- From: Curt Arnold <curta@hyprotech.com>
- Date: Wed, 13 Sep 2000 11:59:17 -0500
- To: "Henry S. Thompson" <ht@cogsci.ed.ac.uk>
- Cc: <www-xml-schema-comments@w3.org>
I guess you will have to mark me as unsatisfied with your described resolution to LC-55, willing to concede LC-89 as insignificant (especially relative to other schema location issues) and satisfied with LC-115 given proper documentation. LC-115: One thing that I am satisfied with is the behavior of unqualified QNames (implied in your response but also a distinct issue LC-115), as long as it is explicitly stated that they are bound to the default namespace (in someplace more prominent that in the remarks of an example in the primer). That isn't a given since attribute names in instance documents (or the value of the name attribute of a <xsl:attribute> element) are QNames but are not bound to the default namespace. LC-55: There would be only a slight annoyance factor in separating built-in datatypes into a distinct namespace from the schema definition elements. Basically, a schema author would have to add a xmlns:dt="http://www.w3.org/1999/XMLSchema-datatypes" to the xsd:schema element use dt:integer instead of xsd:integer, and XMLSchema.xsd would import instead of include part2.xsd. I do not see that as a far-reaching and disruptive impact. The benefit would be the ability to reuse datatypes in RDF and other applications without bringing over the entirety of the schema definition language or, worse yet, creating a mirror type hierarchy. > LC-89: > You observed that there was no way for an instance, as opposed to a > schema, to appropriate a schema with no target namespace for use in > validation of elements (and attributes) with qualified names.
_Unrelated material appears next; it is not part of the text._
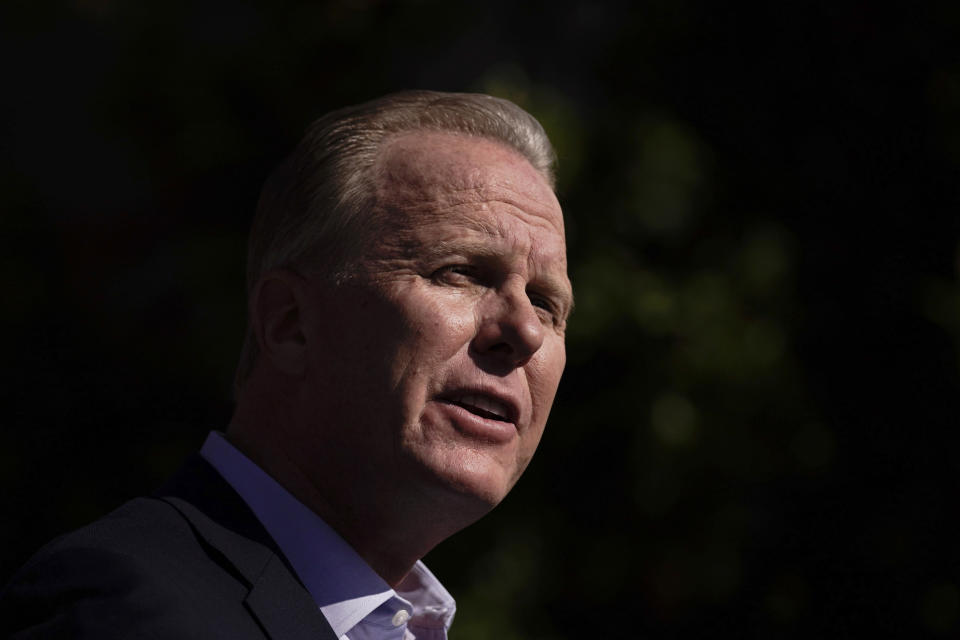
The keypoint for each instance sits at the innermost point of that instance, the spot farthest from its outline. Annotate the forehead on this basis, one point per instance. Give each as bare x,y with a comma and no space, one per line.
424,177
You Actually, my issue was the reverse There is not a way for an instance that uses unqualified names to reference a schema that has a defined target namespace. The only thing that prohibits an non-namespaced instance document from using a namespaced schema is one sentence in section 6.3.2 at the end of point 3. >The second similarly provides a URI reference as a hint as to the location of a >schema document with no targetNamespace [attribute]. However, the edge case of how a schema-aware, non-namespace aware processor handles a hint may not be significant to get picky about. Especially, since there are much more significant issues with locating schema resources whose resolution could make this issue irrelevant.